Tsung-LI
Tsung-Li Chen is a master’s student in the Department of Computer Science and Information Engineering at National Taiwan University of Science and Technology (NTUST). His research interests focus on computer architecture, microarchitectural performance modeling, and RISC-V processor design. His current work explores lightweight performance simulation frameworks for modern out-of-order processors by integrating timing models with functional simulators. Tsung-Li has been actively involved in RISC-V related research and previously presented work at the RISC-V Summit North America.
Session
Microarchitectural performance evaluation is an essential step in modern processor design and architecture exploration. However, developing a cycle-accurate simulator from scratch requires implementing both instruction semantics and detailed microarchitectural models, which significantly increases development complexity.

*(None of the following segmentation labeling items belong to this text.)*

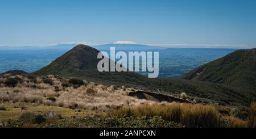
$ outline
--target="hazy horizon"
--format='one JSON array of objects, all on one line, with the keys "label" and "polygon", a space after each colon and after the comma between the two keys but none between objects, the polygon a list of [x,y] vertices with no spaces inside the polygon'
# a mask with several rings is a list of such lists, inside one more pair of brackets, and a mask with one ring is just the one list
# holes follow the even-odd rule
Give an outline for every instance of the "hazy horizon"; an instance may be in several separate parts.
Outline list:
[{"label": "hazy horizon", "polygon": [[15,1],[0,5],[0,46],[130,41],[167,47],[256,47],[256,1]]}]

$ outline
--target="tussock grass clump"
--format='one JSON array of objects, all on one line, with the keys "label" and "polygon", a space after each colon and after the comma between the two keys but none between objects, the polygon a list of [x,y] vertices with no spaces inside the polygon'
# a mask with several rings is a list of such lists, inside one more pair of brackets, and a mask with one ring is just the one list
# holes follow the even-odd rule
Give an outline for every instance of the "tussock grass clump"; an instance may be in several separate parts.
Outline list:
[{"label": "tussock grass clump", "polygon": [[5,82],[5,84],[8,87],[14,87],[19,83],[13,78],[8,78]]},{"label": "tussock grass clump", "polygon": [[256,128],[256,103],[252,103],[250,106],[248,116],[248,126],[251,128]]},{"label": "tussock grass clump", "polygon": [[79,79],[72,78],[68,80],[68,83],[74,85],[81,86],[84,85],[84,81]]},{"label": "tussock grass clump", "polygon": [[183,99],[186,99],[187,98],[187,94],[185,92],[181,92],[180,95],[180,96]]},{"label": "tussock grass clump", "polygon": [[[0,84],[0,101],[36,103],[99,111],[117,109],[122,107],[139,105],[141,103],[152,103],[128,96],[128,92],[134,90],[129,87],[106,86],[94,83],[86,84],[81,80],[70,79],[70,83],[76,84],[73,85],[68,83],[68,79],[53,75],[30,78],[21,75],[16,77],[23,82],[11,87]],[[15,76],[8,78],[14,78]],[[2,78],[2,81],[7,79],[4,77]],[[64,85],[65,83],[67,85]]]},{"label": "tussock grass clump", "polygon": [[132,116],[158,116],[163,119],[181,123],[186,127],[219,127],[220,115],[212,106],[200,104],[179,104],[142,106],[126,107],[114,112],[114,115]]},{"label": "tussock grass clump", "polygon": [[52,80],[49,78],[43,79],[43,82],[44,82],[44,83],[49,84],[51,86],[53,85],[53,82],[52,81]]},{"label": "tussock grass clump", "polygon": [[0,111],[6,111],[7,109],[3,106],[0,106]]}]

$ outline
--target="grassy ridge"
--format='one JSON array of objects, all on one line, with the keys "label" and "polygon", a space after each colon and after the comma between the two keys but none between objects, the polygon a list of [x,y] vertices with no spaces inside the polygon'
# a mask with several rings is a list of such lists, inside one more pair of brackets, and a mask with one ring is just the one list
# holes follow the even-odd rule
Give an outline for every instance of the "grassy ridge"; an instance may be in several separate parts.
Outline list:
[{"label": "grassy ridge", "polygon": [[127,107],[114,112],[114,115],[128,117],[158,116],[189,128],[255,127],[255,104],[251,104],[251,112],[246,121],[233,116],[224,116],[213,106],[180,103]]}]

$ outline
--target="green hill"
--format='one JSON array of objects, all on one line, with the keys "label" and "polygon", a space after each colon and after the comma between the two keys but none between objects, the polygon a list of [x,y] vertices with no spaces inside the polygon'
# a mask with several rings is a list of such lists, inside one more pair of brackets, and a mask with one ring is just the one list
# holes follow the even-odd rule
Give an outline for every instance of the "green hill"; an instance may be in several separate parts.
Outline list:
[{"label": "green hill", "polygon": [[49,65],[32,74],[77,78],[105,85],[129,86],[152,92],[160,91],[163,94],[185,92],[190,96],[228,104],[247,105],[256,98],[255,91],[214,83],[148,78],[133,72],[99,72],[97,67],[100,60],[97,58],[99,52],[89,46],[79,45]]},{"label": "green hill", "polygon": [[[112,84],[133,83],[142,75],[133,72],[100,72],[97,56],[100,51],[85,45],[78,45],[49,65],[34,73],[35,75],[59,75],[86,79],[89,82]],[[110,60],[109,60],[110,61]]]},{"label": "green hill", "polygon": [[198,67],[183,79],[256,90],[256,48],[239,50]]}]

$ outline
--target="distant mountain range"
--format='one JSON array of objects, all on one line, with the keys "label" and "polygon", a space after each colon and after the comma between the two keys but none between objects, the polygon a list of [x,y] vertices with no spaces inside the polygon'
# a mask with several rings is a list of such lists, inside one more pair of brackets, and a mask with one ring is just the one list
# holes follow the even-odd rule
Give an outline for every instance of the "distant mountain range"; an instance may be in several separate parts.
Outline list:
[{"label": "distant mountain range", "polygon": [[[32,74],[37,76],[59,75],[103,84],[140,87],[150,91],[160,91],[164,94],[185,92],[191,96],[232,105],[247,105],[256,99],[256,91],[240,86],[184,79],[150,79],[133,72],[100,73],[97,68],[99,52],[89,46],[79,45]],[[255,63],[251,64],[255,66]]]},{"label": "distant mountain range", "polygon": [[[52,46],[20,46],[20,47],[11,47],[11,46],[2,46],[0,47],[1,49],[3,50],[12,50],[12,49],[61,49],[61,50],[70,50],[75,46],[77,44],[59,44]],[[110,47],[114,47],[117,50],[163,50],[167,49],[167,48],[149,46],[143,44],[108,44],[99,45],[92,46],[99,50],[109,50]]]}]

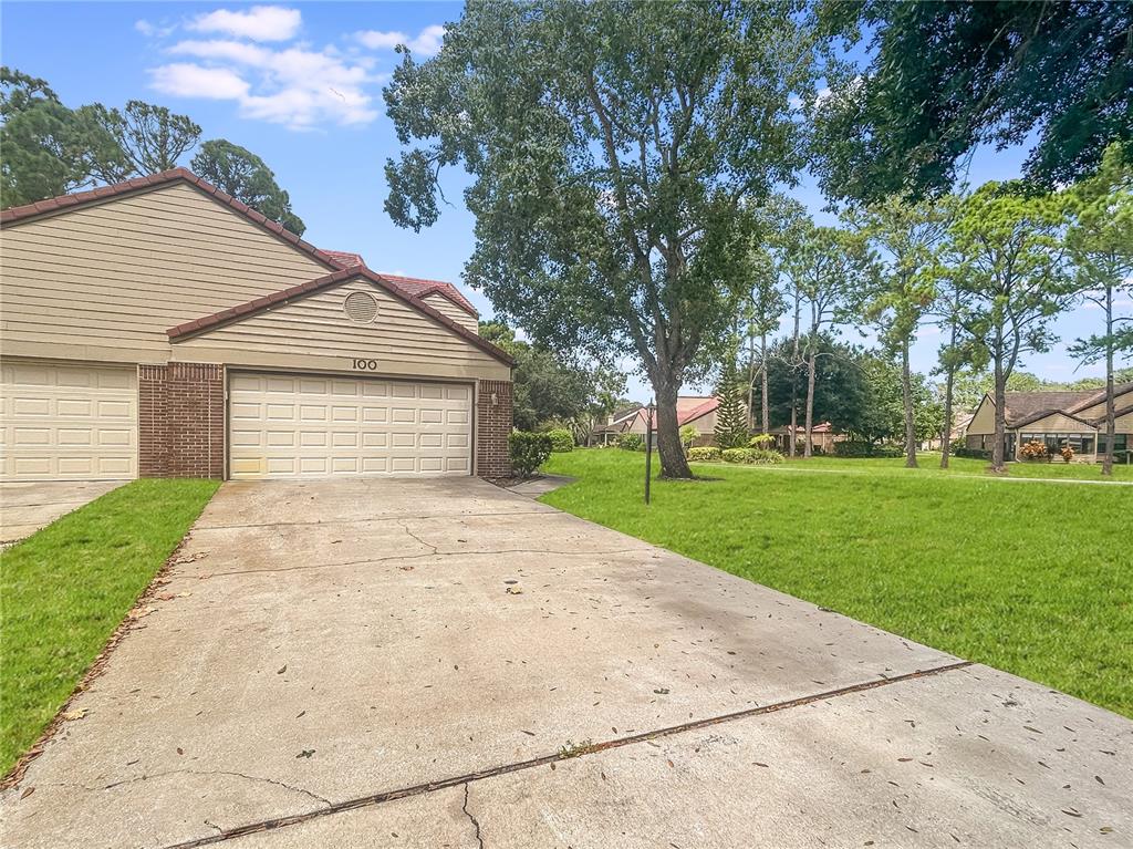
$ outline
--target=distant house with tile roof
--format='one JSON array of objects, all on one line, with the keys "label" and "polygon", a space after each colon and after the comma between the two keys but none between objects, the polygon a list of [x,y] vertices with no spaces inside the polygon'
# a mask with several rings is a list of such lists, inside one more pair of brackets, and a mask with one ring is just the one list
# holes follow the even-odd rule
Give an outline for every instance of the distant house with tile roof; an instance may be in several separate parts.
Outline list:
[{"label": "distant house with tile roof", "polygon": [[[676,425],[678,427],[692,425],[697,428],[700,435],[693,444],[710,444],[713,432],[716,430],[716,409],[718,407],[719,399],[714,396],[680,396],[676,399]],[[647,430],[648,411],[639,405],[610,416],[606,424],[594,430],[594,435],[599,443],[610,444],[620,434],[638,433],[644,436]],[[654,414],[653,432],[657,432],[656,413]]]},{"label": "distant house with tile roof", "polygon": [[[1028,442],[1043,442],[1048,452],[1070,445],[1083,461],[1097,461],[1106,452],[1106,390],[1066,390],[1006,393],[1006,444],[1004,456],[1019,459]],[[1114,459],[1130,462],[1133,449],[1133,381],[1114,388]],[[966,448],[991,451],[995,442],[995,399],[983,396],[968,425]]]}]

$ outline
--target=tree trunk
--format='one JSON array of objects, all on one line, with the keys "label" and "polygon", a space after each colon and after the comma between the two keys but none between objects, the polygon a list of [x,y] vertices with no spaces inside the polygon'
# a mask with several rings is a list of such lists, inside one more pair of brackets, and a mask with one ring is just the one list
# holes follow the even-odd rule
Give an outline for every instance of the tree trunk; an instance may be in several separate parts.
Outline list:
[{"label": "tree trunk", "polygon": [[913,380],[909,370],[909,339],[901,346],[901,400],[905,408],[905,468],[917,468],[917,423],[913,419]]},{"label": "tree trunk", "polygon": [[799,323],[802,321],[802,298],[799,290],[794,290],[794,336],[791,338],[791,433],[789,457],[794,458],[795,442],[799,435]]},{"label": "tree trunk", "polygon": [[772,432],[770,404],[767,401],[767,333],[760,337],[760,362],[759,371],[763,373],[763,384],[760,385],[760,400],[763,401],[764,433]]},{"label": "tree trunk", "polygon": [[[1106,453],[1101,457],[1101,474],[1114,474],[1114,287],[1106,287]],[[1097,449],[1097,445],[1094,445]]]},{"label": "tree trunk", "polygon": [[672,379],[653,381],[657,399],[657,456],[661,457],[661,476],[690,478],[692,470],[684,458],[681,428],[678,426],[676,396],[680,384]]},{"label": "tree trunk", "polygon": [[756,329],[748,322],[748,431],[756,428]]},{"label": "tree trunk", "polygon": [[803,445],[802,456],[808,458],[813,455],[811,430],[815,426],[815,372],[818,366],[817,347],[817,345],[812,347],[810,355],[807,357],[807,442]]},{"label": "tree trunk", "polygon": [[1003,371],[1003,360],[995,357],[995,436],[991,443],[991,470],[1004,470],[1004,449],[1007,435],[1007,375]]},{"label": "tree trunk", "polygon": [[940,468],[948,468],[948,455],[952,451],[952,391],[956,379],[956,366],[951,362],[944,379],[944,432],[940,434]]}]

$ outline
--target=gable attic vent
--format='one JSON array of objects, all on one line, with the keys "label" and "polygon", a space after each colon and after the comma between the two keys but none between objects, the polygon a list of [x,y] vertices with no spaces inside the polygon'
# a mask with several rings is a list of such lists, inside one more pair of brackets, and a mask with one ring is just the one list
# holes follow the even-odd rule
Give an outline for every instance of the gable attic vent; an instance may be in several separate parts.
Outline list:
[{"label": "gable attic vent", "polygon": [[358,322],[359,324],[369,324],[377,317],[377,299],[369,292],[350,292],[342,303],[342,308],[350,321]]}]

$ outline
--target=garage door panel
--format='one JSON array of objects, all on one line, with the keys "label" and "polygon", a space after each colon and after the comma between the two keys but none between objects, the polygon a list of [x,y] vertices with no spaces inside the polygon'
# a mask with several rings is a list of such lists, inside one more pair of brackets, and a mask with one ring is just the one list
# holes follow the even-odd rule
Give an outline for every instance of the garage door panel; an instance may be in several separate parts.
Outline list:
[{"label": "garage door panel", "polygon": [[137,372],[86,364],[5,363],[3,478],[137,477]]},{"label": "garage door panel", "polygon": [[471,472],[469,387],[236,374],[229,388],[235,478]]}]

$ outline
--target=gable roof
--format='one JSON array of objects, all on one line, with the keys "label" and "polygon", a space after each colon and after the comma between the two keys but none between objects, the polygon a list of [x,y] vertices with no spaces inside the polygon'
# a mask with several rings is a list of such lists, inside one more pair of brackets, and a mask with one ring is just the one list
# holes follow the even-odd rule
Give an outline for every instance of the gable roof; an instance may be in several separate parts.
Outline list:
[{"label": "gable roof", "polygon": [[701,400],[700,404],[697,405],[696,407],[692,407],[691,409],[687,409],[684,413],[681,413],[680,411],[680,399],[678,399],[676,424],[678,424],[679,427],[683,427],[684,425],[689,424],[690,422],[696,422],[698,418],[702,418],[704,416],[707,416],[709,413],[712,413],[713,410],[715,410],[717,407],[719,407],[719,399],[718,398],[709,398],[707,400]]},{"label": "gable roof", "polygon": [[71,210],[102,203],[103,201],[121,197],[123,195],[153,192],[154,189],[168,186],[172,182],[185,182],[193,186],[197,190],[215,199],[218,203],[228,206],[253,223],[267,230],[273,236],[290,243],[299,251],[309,254],[315,260],[323,263],[323,265],[327,269],[342,268],[334,261],[333,257],[326,254],[326,252],[320,251],[309,241],[304,241],[293,232],[286,229],[279,221],[272,221],[263,213],[256,212],[246,203],[241,203],[231,195],[224,194],[211,182],[197,177],[187,168],[172,168],[169,171],[152,173],[147,177],[135,177],[131,180],[116,182],[112,186],[100,186],[99,188],[93,188],[90,192],[76,192],[70,195],[60,195],[59,197],[49,197],[44,201],[36,201],[35,203],[25,204],[24,206],[12,206],[10,210],[0,211],[0,224],[8,227],[39,218],[41,215],[50,215],[58,212],[70,212]]},{"label": "gable roof", "polygon": [[[1114,387],[1114,398],[1133,391],[1133,381],[1118,383]],[[1071,418],[1090,424],[1087,419],[1074,414],[1089,409],[1094,405],[1106,400],[1105,389],[1067,389],[1067,390],[1042,390],[1037,392],[1006,392],[1004,394],[1004,423],[1010,428],[1022,427],[1031,422],[1037,422],[1055,413],[1062,413]],[[983,394],[983,401],[995,406],[995,398],[990,392]],[[977,407],[977,410],[979,408]]]},{"label": "gable roof", "polygon": [[348,280],[357,280],[358,278],[368,280],[381,289],[385,290],[399,300],[408,304],[414,309],[424,315],[428,316],[438,324],[442,324],[448,330],[452,331],[457,336],[463,338],[466,341],[472,343],[486,354],[495,357],[504,365],[512,365],[513,359],[509,356],[502,348],[496,347],[487,339],[484,339],[477,333],[468,330],[467,328],[458,324],[449,316],[443,313],[437,312],[425,302],[420,300],[407,291],[401,289],[395,283],[386,280],[382,274],[377,274],[365,265],[351,268],[351,269],[339,269],[330,274],[317,278],[315,280],[308,280],[306,283],[300,283],[299,286],[292,286],[288,289],[282,289],[271,295],[265,295],[259,298],[255,298],[245,304],[238,304],[237,306],[229,307],[228,309],[221,309],[219,313],[213,313],[212,315],[204,315],[199,319],[194,319],[193,321],[185,322],[184,324],[178,324],[176,328],[170,328],[165,332],[169,334],[171,340],[182,339],[188,336],[195,336],[222,324],[231,324],[233,322],[239,322],[248,319],[253,315],[269,309],[270,307],[276,306],[279,304],[286,304],[300,298],[305,298],[308,295],[313,295],[316,291],[327,289],[339,283],[344,283]]},{"label": "gable roof", "polygon": [[[340,269],[369,268],[366,265],[366,261],[361,258],[361,254],[356,254],[350,251],[324,251],[323,253],[334,260],[334,262],[339,264]],[[445,282],[444,280],[425,280],[416,277],[402,277],[400,274],[386,274],[384,272],[378,273],[385,280],[389,280],[399,289],[402,289],[406,294],[415,298],[426,298],[429,295],[442,295],[474,319],[480,317],[479,312],[472,306],[471,302],[468,300],[460,289],[452,283]]]}]

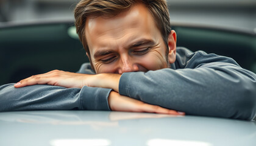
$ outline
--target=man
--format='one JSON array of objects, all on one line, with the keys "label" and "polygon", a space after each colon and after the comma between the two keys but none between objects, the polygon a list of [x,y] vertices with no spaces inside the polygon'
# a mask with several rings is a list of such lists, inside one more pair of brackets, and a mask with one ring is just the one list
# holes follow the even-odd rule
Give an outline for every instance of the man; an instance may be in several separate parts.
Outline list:
[{"label": "man", "polygon": [[2,86],[1,111],[255,116],[256,75],[230,58],[176,49],[165,1],[82,0],[75,18],[90,64]]}]

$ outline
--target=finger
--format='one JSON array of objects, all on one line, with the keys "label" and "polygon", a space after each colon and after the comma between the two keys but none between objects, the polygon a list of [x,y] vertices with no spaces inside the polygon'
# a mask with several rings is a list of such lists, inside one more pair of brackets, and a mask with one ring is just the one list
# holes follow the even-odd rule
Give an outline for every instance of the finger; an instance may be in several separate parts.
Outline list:
[{"label": "finger", "polygon": [[14,85],[15,88],[21,88],[37,84],[46,84],[49,78],[42,77],[43,75],[33,75],[26,79],[22,80]]},{"label": "finger", "polygon": [[144,112],[155,113],[158,114],[166,114],[174,115],[185,115],[183,112],[178,112],[175,110],[169,109],[162,108],[157,105],[152,105],[147,103],[143,104],[141,106],[141,110]]}]

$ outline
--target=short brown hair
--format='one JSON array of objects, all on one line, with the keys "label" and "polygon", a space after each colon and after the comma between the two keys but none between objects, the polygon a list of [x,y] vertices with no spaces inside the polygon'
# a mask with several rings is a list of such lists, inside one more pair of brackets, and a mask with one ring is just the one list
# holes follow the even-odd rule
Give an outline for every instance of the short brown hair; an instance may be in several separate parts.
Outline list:
[{"label": "short brown hair", "polygon": [[77,4],[74,10],[75,25],[76,32],[89,55],[90,61],[90,50],[85,34],[87,17],[102,15],[115,16],[129,10],[135,4],[138,3],[143,4],[152,15],[166,46],[167,55],[168,54],[168,39],[171,29],[169,12],[165,0],[82,0]]}]

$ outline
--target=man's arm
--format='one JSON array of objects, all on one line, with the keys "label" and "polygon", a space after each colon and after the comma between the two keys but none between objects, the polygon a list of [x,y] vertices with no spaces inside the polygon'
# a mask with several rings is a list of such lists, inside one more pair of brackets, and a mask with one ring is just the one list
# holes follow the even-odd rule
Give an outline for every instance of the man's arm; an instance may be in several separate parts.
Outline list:
[{"label": "man's arm", "polygon": [[[109,105],[109,106],[108,106]],[[110,110],[183,115],[176,111],[121,96],[111,89],[83,86],[66,88],[36,85],[15,88],[0,86],[0,111],[21,110]]]},{"label": "man's arm", "polygon": [[180,60],[176,64],[185,69],[124,73],[119,83],[119,94],[187,114],[254,118],[254,73],[227,57],[202,52],[188,56],[189,60],[182,58],[185,63]]}]

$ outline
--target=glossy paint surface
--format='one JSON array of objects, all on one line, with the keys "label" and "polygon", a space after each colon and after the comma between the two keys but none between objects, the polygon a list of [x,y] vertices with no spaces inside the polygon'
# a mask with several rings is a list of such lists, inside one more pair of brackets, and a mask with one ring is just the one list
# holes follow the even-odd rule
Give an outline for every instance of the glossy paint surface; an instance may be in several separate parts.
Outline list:
[{"label": "glossy paint surface", "polygon": [[0,145],[255,145],[256,122],[96,111],[0,113]]}]

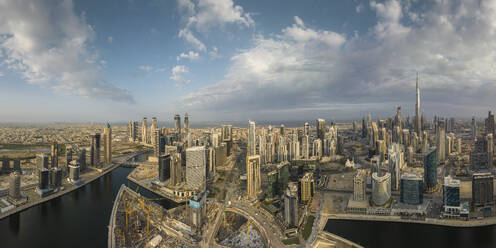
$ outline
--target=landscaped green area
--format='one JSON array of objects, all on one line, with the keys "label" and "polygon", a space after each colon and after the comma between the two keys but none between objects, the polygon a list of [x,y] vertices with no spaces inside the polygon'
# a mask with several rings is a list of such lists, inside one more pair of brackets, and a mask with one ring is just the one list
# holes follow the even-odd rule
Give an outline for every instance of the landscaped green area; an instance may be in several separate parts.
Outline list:
[{"label": "landscaped green area", "polygon": [[0,144],[0,149],[8,150],[22,150],[22,149],[36,149],[36,148],[49,148],[50,145],[42,144]]},{"label": "landscaped green area", "polygon": [[305,222],[302,231],[303,239],[307,240],[308,237],[310,237],[310,234],[312,233],[312,226],[314,221],[315,221],[315,216],[309,215],[307,217],[307,221]]},{"label": "landscaped green area", "polygon": [[298,239],[298,237],[293,237],[289,239],[283,239],[282,243],[285,245],[297,245],[300,243],[300,240]]}]

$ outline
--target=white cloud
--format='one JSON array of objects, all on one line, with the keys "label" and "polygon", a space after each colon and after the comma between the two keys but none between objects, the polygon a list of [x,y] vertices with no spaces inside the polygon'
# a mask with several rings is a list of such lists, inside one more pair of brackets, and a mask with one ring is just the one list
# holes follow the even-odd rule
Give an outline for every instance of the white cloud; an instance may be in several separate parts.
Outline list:
[{"label": "white cloud", "polygon": [[138,67],[138,69],[144,72],[151,72],[153,70],[153,67],[149,65],[141,65]]},{"label": "white cloud", "polygon": [[188,53],[181,53],[176,57],[176,60],[179,61],[181,59],[189,59],[189,60],[198,60],[200,58],[200,54],[189,51]]},{"label": "white cloud", "polygon": [[399,1],[387,0],[385,3],[371,1],[370,7],[376,11],[377,18],[379,19],[379,22],[375,26],[377,37],[400,37],[408,34],[410,31],[410,28],[400,23],[403,12]]},{"label": "white cloud", "polygon": [[279,34],[257,36],[232,56],[223,80],[179,103],[203,111],[243,109],[244,115],[341,109],[349,116],[372,109],[384,116],[396,104],[414,105],[419,71],[427,114],[496,107],[496,4],[412,4],[422,6],[372,2],[376,24],[350,39],[295,17]]},{"label": "white cloud", "polygon": [[189,29],[186,29],[186,28],[181,29],[179,31],[179,37],[184,38],[189,44],[191,44],[193,46],[193,48],[195,48],[198,51],[205,52],[207,50],[207,48],[205,47],[203,42],[198,40],[193,35],[193,33],[191,33],[191,31]]},{"label": "white cloud", "polygon": [[176,65],[172,68],[171,80],[176,82],[176,85],[188,84],[190,80],[187,80],[185,76],[189,74],[188,67],[184,65]]},{"label": "white cloud", "polygon": [[206,52],[206,47],[193,31],[205,33],[213,27],[224,27],[226,24],[244,27],[254,25],[250,14],[232,0],[178,0],[177,3],[183,19],[186,20],[186,25],[178,36],[197,51]]},{"label": "white cloud", "polygon": [[359,4],[359,5],[357,5],[357,6],[355,7],[355,11],[356,11],[357,13],[361,13],[361,12],[363,11],[363,9],[364,9],[363,4]]},{"label": "white cloud", "polygon": [[83,97],[132,102],[106,82],[89,48],[93,28],[74,13],[72,1],[0,1],[1,62],[32,84]]},{"label": "white cloud", "polygon": [[210,56],[211,59],[220,59],[222,58],[222,55],[219,54],[219,50],[217,47],[212,47],[210,51],[208,52],[208,55]]}]

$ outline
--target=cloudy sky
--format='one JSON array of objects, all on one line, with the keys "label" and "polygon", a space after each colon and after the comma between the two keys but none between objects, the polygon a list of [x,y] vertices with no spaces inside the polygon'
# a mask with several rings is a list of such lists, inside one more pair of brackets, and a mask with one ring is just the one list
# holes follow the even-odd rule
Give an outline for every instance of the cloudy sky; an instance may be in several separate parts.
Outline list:
[{"label": "cloudy sky", "polygon": [[0,0],[0,122],[496,107],[496,1]]}]

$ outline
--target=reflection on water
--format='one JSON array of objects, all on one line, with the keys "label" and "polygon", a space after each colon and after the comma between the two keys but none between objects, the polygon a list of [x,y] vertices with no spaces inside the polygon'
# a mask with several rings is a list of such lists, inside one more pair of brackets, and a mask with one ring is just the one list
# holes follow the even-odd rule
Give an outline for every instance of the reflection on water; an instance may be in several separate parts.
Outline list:
[{"label": "reflection on water", "polygon": [[445,227],[426,224],[329,220],[325,230],[365,247],[496,247],[496,225]]},{"label": "reflection on water", "polygon": [[[106,247],[114,198],[131,171],[117,168],[78,190],[0,220],[0,247]],[[158,198],[141,188],[139,192]],[[168,200],[160,204],[177,206]]]}]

This work presents RISCV-Perf, a lightweight performance modeling framework designed to integrate with the Spike RISC-V functional simulator. The framework decouples functional execution from cycle-level timing simulation through a minimal instruction interface that captures key instruction attributes such as program counters, operand registers, and memory access information. By reusing the functional correctness provided by Spike, RISCV-Perf focuses solely on modeling microarchitectural timing behavior.
RISCV-Perf adopts an execution-driven simulation approach, enabling cycle-level modeling of superscalar out-of-order processors without generating execution traces. The timing model represents major microarchitectural components including an instruction flow model, register renaming mechanism, memory operation pipelines, and cache hierarchy interactions. In addition, the framework is implemented using a modular policy-based design, allowing architectural components such as branch predictors and cache policies to be easily replaced or extended.
Experimental evaluation using the MiBench benchmark suite on an RV64GC configuration demonstrates that RISCV-Perf can effectively generate performance insights such as CPI behavior and branch prediction miss rates across workloads. These results show that the framework provides a practical platform for workload characterization and microarchitectural policy exploration.